Entschlossener kauen!

Wladimir Putin hat sich über seine Nationalelfbeschwert: Die sollen gefälligst die Hymne singen

Dass es mit dem Patriotismus bei einem Großteil der Russen nicht weit her ist, ärgert Staatspräsident Wladimir Putin schon lange. Unlängst knöpfte sich der Kremlchef nun auch noch die russische Fußballnationalmannschaft vor, die – genauso wie die Völler-Truppe – die Vorrunde bei der Europameisterschaft in Portugal nicht überlebt hatte. Doch nicht der frühe, unrühmliche Abgang war der Stein des Anstoßes, sondern die fehlende Sangesfreude der Kicker.

Die Spieler sollten vor Länderspielen gefälligst die Nationalhymne mitsingen, anstatt vor laufenden Kameras Kaugummi zu kauen, ließ der erboste Putin dem Cheftrainer der Nationalmannschaft, Wjatscheslaw Koloskow, über das olympische Komitee ausrichten.

Er habe die Spieler aufgefordert, ihre Hymne ernster zu nehmen, verteidigte sich der gemaßregelte Koloskow pflichtschuldig im Boulevardblatt Schisn. „Andere Mannschaften singen nicht bloß, sondern haben dabei auch noch einen Gesichtsausdruck, der ihre Entschlossenheit zeigt, zu allem bereit zu sein, um den Gegner zu schlagen. Und unsere? Die kauen nur und grinsen auch noch dabei.“

Etwas anderes bleibt den Spielern wohl auch nicht übrig. Denn wer schevatschka, wie die lange Zeit defizitären in Stanniol eingewickelten Streifen auf Russisch heißen, mit Ober- und Unterkiefer bearbeitet, kann dabei schwerlich auch noch Entschlossenheit demonstrieren. Damit ist aber die Frage nach dem Warum der musikalischen Verweigerungshaltung nicht beantwortet.

Einer der Gründe könnte sein, dass die Spieler schlicht und einfach den Text der Hymne nicht kennen.

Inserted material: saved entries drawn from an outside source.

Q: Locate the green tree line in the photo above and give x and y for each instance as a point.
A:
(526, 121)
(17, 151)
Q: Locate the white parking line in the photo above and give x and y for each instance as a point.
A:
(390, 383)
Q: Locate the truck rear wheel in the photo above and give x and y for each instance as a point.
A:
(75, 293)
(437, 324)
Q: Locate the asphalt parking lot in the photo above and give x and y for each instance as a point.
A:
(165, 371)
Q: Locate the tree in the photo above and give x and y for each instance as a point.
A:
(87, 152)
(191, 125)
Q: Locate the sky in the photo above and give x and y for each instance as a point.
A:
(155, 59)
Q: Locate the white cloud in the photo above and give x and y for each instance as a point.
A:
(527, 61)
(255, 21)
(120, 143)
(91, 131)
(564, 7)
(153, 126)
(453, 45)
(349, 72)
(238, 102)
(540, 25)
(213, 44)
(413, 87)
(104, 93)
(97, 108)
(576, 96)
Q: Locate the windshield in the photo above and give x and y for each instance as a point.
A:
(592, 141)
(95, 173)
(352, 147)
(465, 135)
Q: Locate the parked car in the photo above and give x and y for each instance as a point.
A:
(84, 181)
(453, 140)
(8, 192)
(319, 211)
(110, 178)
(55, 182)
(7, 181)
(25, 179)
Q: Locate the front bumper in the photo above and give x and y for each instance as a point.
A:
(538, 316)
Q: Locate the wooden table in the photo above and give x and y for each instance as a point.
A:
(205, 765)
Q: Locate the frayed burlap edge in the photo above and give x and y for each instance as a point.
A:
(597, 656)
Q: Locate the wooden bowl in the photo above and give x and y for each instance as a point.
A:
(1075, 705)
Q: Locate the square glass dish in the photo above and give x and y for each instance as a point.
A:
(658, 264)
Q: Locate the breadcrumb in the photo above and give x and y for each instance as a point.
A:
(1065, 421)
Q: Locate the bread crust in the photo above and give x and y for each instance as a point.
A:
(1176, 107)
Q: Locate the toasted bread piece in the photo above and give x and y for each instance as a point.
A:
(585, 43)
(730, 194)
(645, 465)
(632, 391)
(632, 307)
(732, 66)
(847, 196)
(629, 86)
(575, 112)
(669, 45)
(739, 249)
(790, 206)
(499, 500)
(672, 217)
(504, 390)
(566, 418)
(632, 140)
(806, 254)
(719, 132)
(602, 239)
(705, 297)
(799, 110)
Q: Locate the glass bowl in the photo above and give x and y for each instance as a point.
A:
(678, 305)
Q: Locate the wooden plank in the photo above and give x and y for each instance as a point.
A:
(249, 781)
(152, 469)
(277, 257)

Noch zu Zeiten Boris Jelzins hätten sie für ihr Nichtwissen eine gute Entschuldigung gehabt. Da besaßen die Russen mit dem „patriotischen Lied“ des Komponisten Michail Glinka zwar eine Hymne, diese hatte aber keinen Text.

Nicht zuletzt, um diesem unpatriotischen Schweigen im Sinne nationaler Identitätsstiftung ein Ende zu bereiten, beglückte Putin seine Landsleute zum Jahreswechsel 2000/2001 mit einer neuen, diesmal etwas wortreicheren Hymne. Die Melodie ist die der alten Sowjethymne, allein der Text wurde den neuen Gegebenheiten angepasst. So lautet der Refrain: „Sei gepriesen, unser freies Vaterland/uralter Bund brüderlicher Völker/von den Ahnen überlieferte tiefe Weisheit/Land sei gepriesen! Wir sind stolz auf dich!“

Vielleicht ist es auch mangelnder Stolz aufs Putin-Land, der den Sportlern den Text nicht über die Lippen kommen lässt. In jedem Fall werden sie nachsitzen müssen, um ihrem Präsidenten weitere Schmach zu ersparen. Viel Zeit zur Weiterbildung bleibt jedoch nicht mehr. In zwei Wochen beginnen die Spiele. Und beim olympischen Fußballturnier erklingen die Hymnen bekanntlich vor dem Spiel – nicht erst bei der Siegerehrung.